All he’s done is go 13-1 with a 2.72 ERA after dominating the Padres for seven innings Sunday. Anderson allowed just a pair of singles – one on a hard ground ball off third baseman Max Muncy’s hip. For all their trade-deadline flexing, the Padres didn’t get a runner past first base in Sunday’s game.

“I don’t think anyone could have kind of forecasted this,” Roberts said of Anderson’s season. “But to his credit, he’s worked his tail off to be a top-end pitcher, and he’s a winner. He’s a winner and every time he goes out there and takes the mound we expect to win a baseball game.

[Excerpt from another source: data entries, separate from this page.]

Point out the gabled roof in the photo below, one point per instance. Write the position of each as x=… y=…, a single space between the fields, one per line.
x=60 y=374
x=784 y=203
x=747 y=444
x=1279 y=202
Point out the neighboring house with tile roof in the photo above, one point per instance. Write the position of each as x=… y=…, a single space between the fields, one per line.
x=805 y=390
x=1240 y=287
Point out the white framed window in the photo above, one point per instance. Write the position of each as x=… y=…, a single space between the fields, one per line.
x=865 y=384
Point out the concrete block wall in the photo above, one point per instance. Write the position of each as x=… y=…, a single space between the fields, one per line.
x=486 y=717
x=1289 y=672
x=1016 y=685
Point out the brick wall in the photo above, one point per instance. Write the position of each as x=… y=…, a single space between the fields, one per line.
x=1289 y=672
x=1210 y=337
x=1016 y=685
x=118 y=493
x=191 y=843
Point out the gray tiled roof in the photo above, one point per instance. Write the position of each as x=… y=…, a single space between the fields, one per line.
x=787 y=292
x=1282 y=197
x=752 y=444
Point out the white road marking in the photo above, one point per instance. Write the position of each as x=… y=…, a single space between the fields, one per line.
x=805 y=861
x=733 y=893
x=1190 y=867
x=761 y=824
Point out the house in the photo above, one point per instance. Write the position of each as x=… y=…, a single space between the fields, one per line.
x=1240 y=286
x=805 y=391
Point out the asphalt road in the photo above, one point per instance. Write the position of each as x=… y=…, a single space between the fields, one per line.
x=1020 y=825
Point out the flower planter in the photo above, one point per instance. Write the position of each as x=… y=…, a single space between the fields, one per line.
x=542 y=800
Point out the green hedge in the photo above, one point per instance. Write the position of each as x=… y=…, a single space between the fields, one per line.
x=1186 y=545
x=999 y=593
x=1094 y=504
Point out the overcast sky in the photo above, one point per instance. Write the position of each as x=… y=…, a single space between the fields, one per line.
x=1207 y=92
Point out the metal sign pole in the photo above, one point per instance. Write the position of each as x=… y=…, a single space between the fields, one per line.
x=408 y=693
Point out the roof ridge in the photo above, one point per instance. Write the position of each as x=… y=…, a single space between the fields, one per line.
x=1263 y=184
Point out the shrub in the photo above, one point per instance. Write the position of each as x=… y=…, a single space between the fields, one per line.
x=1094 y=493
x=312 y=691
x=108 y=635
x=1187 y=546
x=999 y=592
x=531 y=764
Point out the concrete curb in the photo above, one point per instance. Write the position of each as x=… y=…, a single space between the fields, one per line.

“He’s just been invaluable.”

He had some help. Starting in left field for the first time since returning from his foot injury, Chris Taylor made a pair of outstanding plays. In the third, he played the carom off the side wall to hold Ha-Seong Kim to a single. Then in the sixth, he made a long run to snare Aaron Nola’s drive on the warning track in the left-field corner.

Meanwhile, the stirrings in the second half of the Dodgers’ lineup got a little louder. Both Muncy and Bellinger had multi-hit games with Bellinger hitting two home runs out of the ninth spot in the lineup.

In the third inning, he drove a Yu Darvish fastball over the wall in left-center field wall for a solo home run. Then in the seventh — with a single in between — Bellinger sent a 100-mph fastball from Padres reliever Luis Garcia on the same trajectory for a second solo home run.

It was Bellinger’s first multi-homer game since April 24 in San Diego. According to ESPN Stats and Info, he is the first Dodger player to have more than one multi-homer game against the Padres in the same season.

“Really just finding the pitch I want to hit and putting my correct swing on the ball,” Bellinger said. “Obviously that’s pretty simple but that’s the key. I haven’t had much success off Darvish in the past (0 for 10 before Sunday) so I really kept it simple today and didn’t try to do too much.”